Les étudiants internationaux présents en Ukraine terrifiés: "Je n'imaginais pas qu'il y aurait une guerre ici"

Des étudiants étrangers présents en Ukraine témoignent.

Les étudiants internationaux présents en Ukraine terrifiés: "Je n'imaginais pas qu'il y aurait une guerre ici"
©afp

Actuellement, 76.500 étudiants étrangers sont coincés en Ukraine, selon les statistiques du ministère ukrainien de l'éducation. La majorité d'entre eux viennent d'Inde. Mais d'autres pays comme le Maroc, le Turkménistan, le Nigéria, la Chine, la Turquie ou l'Egypte y ont envoyé pas mal d'étudiants. Aux premières loges lors de l'invasion de l'Ukraine, ces jeunes témoignent.

"J'ai été blessé ce jeudi matin à cause des bombardements", confie Zhiar, un étudiant kurde en médecine, à InfoMigrants. "J'étais dans mon appartement à Kharkiv, dans l'est de l'Ukraine, où je vis avec ma soeur et mon cousin. J'ai entendu du bruit dehors alors je suis sorti sur le balcon pour voir ce qu'il se passait et j'ai été blessé à la jambe par un bombardement." Etant donné que tous les hôpitaux sont bondés, il n'a pas pu se faire soigner.

Izi, un étudiant congolais en management se trouvait à Kiev au moment des bombardements. "Personne n'est en sécurité ici", poursuit-il au journal. "Je devais quitter la RDC car j'étais menacé par l'ancien président. J'ai voulu venir faire mes études ici parce que je voulais venir en Europe, et l'Ukraine, c'était le moins cher. Je n'imaginais pas qu'il y aurait une guerre ici. C'est stressant d'être loin de sa famille. "

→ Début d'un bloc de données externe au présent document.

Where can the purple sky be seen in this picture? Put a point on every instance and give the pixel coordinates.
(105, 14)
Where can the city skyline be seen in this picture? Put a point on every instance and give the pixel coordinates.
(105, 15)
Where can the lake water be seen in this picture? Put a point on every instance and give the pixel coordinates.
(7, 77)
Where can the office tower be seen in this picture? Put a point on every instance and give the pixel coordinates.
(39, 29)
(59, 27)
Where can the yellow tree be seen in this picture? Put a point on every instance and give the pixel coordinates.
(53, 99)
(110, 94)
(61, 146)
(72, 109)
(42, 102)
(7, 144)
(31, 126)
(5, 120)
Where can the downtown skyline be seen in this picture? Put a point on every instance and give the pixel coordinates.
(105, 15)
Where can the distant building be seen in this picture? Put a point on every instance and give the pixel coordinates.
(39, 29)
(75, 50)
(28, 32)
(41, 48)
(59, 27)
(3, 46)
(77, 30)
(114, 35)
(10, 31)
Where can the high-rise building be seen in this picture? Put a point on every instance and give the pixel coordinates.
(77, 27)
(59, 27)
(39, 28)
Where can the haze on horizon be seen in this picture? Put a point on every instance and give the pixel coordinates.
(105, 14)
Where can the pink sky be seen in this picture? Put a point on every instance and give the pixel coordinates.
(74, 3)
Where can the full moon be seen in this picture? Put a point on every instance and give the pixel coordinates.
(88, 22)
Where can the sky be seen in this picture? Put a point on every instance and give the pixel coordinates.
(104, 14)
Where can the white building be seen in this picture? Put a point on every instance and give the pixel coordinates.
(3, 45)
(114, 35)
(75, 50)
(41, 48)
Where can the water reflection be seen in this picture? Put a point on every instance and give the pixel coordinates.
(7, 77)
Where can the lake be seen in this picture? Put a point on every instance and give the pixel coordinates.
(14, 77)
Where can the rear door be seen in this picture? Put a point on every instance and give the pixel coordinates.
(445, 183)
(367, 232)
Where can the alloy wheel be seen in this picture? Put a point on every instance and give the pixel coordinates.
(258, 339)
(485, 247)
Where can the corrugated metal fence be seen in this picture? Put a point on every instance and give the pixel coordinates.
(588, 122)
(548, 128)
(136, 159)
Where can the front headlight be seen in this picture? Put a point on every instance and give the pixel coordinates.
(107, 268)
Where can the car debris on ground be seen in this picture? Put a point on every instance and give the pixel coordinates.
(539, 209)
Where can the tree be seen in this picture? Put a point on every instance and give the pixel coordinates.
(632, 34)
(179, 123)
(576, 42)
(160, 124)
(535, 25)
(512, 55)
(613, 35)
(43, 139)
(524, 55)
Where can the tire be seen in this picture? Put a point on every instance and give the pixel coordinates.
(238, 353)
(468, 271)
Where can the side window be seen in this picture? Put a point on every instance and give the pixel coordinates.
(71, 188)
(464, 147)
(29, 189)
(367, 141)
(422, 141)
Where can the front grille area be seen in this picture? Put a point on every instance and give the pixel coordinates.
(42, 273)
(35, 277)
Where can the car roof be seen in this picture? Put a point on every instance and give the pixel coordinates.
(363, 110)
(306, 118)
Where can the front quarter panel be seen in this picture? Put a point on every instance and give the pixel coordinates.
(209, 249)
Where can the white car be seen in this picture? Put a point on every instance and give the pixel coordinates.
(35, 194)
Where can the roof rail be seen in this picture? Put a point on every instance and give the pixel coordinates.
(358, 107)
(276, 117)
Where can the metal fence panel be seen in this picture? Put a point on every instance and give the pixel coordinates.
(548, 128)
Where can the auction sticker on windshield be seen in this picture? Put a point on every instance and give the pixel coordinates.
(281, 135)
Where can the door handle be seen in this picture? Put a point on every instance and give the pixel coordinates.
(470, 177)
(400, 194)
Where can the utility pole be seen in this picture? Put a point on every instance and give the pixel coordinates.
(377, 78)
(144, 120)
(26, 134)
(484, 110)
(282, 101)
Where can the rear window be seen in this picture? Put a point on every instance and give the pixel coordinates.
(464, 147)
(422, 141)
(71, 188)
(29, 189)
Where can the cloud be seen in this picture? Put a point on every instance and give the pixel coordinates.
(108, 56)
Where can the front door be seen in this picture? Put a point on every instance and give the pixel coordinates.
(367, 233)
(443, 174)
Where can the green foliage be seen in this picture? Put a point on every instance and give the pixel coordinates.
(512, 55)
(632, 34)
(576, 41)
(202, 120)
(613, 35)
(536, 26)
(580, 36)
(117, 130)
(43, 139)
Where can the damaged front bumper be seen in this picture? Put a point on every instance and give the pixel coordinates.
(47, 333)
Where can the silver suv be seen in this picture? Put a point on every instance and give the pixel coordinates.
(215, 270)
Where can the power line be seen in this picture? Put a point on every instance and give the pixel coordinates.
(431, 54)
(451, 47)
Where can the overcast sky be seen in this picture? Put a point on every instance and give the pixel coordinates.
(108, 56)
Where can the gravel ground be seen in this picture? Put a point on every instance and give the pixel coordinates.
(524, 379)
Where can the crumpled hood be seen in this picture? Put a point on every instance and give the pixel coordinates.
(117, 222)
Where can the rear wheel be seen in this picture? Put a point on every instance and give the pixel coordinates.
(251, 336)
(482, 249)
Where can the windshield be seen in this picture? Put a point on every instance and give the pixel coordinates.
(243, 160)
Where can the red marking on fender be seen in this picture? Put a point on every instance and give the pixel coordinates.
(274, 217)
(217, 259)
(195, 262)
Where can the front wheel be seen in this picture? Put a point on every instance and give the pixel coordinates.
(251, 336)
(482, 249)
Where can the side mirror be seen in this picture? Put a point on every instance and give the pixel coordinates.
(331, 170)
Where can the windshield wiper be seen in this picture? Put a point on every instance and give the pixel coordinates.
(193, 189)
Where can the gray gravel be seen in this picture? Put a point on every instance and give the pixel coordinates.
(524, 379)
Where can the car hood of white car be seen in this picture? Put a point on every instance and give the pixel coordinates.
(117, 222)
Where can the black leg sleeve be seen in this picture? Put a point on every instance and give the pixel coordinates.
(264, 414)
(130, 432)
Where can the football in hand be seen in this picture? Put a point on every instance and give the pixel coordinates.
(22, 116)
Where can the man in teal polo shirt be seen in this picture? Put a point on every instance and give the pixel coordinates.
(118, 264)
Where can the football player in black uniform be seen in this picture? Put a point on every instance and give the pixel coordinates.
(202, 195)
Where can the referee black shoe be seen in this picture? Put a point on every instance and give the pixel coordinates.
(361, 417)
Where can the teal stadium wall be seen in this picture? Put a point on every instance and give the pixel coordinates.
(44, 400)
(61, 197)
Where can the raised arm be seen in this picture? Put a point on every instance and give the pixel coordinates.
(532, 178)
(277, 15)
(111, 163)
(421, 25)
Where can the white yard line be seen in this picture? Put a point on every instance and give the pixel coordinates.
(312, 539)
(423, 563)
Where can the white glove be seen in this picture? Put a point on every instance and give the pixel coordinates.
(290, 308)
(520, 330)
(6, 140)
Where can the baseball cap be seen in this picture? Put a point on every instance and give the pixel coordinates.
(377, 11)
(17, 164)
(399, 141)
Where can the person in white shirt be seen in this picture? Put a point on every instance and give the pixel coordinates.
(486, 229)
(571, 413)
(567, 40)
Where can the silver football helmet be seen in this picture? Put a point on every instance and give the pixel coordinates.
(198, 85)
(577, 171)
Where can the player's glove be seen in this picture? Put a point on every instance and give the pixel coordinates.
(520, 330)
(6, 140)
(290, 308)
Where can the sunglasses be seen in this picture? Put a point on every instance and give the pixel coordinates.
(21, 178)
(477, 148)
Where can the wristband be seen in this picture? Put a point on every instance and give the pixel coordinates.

"Nous pensions tous que l'Ukraine était un pays sûr, celui de la joie et de la culture. Nous sommes sous le choc", acquiesce Walid, un étudiant libanais interrogé par L'Orient-Le Jour. "Mercredi, tout était normal. Jeudi, les supermarchés et les pharmacies ont été pris d'assaut. Tout le monde se prépare même si nous n'avons aucune idée de ce qu'il peut arriver." En tant que figure bien connue des étudiants libanais en Ukraine, Walid est régulièrement contacté par des étudiants établis dans des lieux isolés. "Nous essayons de les faire venir dans les villes", explique-t-il. Lui-même a quitté le Liban il y a 5 ans en raison de la situation au pays. "Mais si la situation s'aggrave en Ukraine, je n'aurai pas d'autre choix que de rentrer."

Fuir est pour l'instant très compliqué

Comme d'autres jeunes, Jessica, étudiante nigériane à l'université de Ternopil, explique à la BBC être effrayée par ce qu'elle voit. "J'ai été réveillée par une étudiante qui était hystérique et pleurait. Elle m'a appelée pour me dire qu'il y avait eu une invasion de l'armée russe à Kiev. (...) C'était effrayant car vous voyez littéralement les gens monter dans leurs voitures et emballer leurs affaires." L'étudiante en médecine explique avoir "vraiment envie de partir". "Mais je suis face à un dilemme. Je veux obtenir mon diplôme, je suis ici depuis 7 ans. J'ai peur de tout devoir recommencer. Je veux obtenir mon diplôme. Si je suis évacuée, qu'adviendra-t-il de mes études ?" Elle avoue avoir tout de même préparé un sac d'urgence, "au cas où".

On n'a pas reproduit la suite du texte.